Is there a way to breakdown large triple files (any format), so that they can be parsed? I am currently attempting to load a LOD data dump into a local triplestore using python (rdflib).
Also, is there a better (in terms of scalability) alternative to rdflib?

RDangol
  • 179
  • 9
  • 1
    Given an N-Triples file without blank nodes, you could simply split them line-wise. If there are blank nodes in the data, the triple store must keep the blank node identifiers from the document during loading. I don't know how RDFLib behaves in that direction because the scope of a blank node is defined as the document. – UninformedUser Oct 26 '17 at 14:28
  • What means better? There are plenty of triple stores, many of them also with HTTP support for querying. Some of those triple stores provide optimized bulk-loading. But again, I'm not that familiar with RDFLib - maybe it also provides such a feature. – UninformedUser Oct 26 '17 at 14:30
  • @AKSW I mean better in terms of scalability.
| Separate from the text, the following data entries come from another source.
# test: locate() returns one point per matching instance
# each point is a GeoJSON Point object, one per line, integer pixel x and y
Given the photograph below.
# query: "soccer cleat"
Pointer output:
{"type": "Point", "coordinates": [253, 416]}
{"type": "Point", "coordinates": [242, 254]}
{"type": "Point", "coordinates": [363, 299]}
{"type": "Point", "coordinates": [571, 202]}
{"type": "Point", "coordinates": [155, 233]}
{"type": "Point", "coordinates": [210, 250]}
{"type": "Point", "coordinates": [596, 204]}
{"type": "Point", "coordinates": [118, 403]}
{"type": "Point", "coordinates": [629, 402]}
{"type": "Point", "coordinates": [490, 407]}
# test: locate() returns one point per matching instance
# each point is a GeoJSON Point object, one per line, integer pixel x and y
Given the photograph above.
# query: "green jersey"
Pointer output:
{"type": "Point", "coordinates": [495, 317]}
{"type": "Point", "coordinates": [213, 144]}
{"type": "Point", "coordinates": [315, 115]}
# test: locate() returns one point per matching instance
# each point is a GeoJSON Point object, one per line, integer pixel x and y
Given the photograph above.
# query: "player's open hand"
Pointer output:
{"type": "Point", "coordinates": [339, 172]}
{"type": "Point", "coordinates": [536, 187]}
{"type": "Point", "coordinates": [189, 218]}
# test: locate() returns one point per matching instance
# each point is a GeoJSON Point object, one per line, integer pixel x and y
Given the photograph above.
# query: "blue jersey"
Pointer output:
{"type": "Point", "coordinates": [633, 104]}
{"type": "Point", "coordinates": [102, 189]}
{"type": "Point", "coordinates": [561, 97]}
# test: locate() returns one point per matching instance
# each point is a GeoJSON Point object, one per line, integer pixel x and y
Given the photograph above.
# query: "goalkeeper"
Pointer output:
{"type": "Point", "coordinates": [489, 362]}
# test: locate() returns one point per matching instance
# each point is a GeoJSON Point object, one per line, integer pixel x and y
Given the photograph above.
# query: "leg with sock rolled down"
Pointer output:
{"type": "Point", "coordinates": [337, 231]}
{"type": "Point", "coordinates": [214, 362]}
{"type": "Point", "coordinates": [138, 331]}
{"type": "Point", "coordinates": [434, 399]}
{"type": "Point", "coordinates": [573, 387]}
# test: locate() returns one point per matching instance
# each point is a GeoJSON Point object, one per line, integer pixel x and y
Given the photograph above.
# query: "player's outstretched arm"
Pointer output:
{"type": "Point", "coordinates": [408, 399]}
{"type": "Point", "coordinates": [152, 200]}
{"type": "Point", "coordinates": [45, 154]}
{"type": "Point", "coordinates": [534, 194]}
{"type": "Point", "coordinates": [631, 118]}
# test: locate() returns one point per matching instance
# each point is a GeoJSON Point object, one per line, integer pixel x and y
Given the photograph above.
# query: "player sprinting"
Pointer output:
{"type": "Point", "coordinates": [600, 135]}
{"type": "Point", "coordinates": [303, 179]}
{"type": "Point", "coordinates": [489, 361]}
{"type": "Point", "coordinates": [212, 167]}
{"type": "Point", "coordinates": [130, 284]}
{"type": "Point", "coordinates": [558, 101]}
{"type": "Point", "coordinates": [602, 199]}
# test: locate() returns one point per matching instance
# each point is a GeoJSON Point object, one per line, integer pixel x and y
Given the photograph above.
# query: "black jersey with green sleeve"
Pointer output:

If I were to work with millions of triples what would be a suitable RDF library/framework? – RDangol Oct 26 '17 at 14:55
  • @AKSW what about the files with other formats? – RDangol Oct 27 '17 at 07:17
  • 1
    N-Triples is the most obvious format for splitting as each line denotes a single triple, thus, it can be split easily. Other formats do have to be parsed and probably kept into memory to ensure completeness. E.g. Turtle can span several lines and RDF/XML is even more complicated. IF you want to split, please use N-Triples. – UninformedUser Oct 27 '17 at 08:20
  • RDF4J and Apache Jena are two popular Java-based RDF/SPARQL libraries. Indeed, any such library is limited by the memory it can use. Otherwise, native triple stores can be used indeed – UninformedUser Oct 27 '17 at 08:21
  • @AKSW Thank you. I tried converting the files to N-triple format and then splitting it into smaller files. So far, seems to work. – RDangol Oct 28 '17 at 04:00
  • @RDangol I'm facing a similar issue. Did your N-triple have any blank nodes? Did you find any workaround for that? – Niveditha Karmegam Mar 04 '19 at 11:58

0 Answers0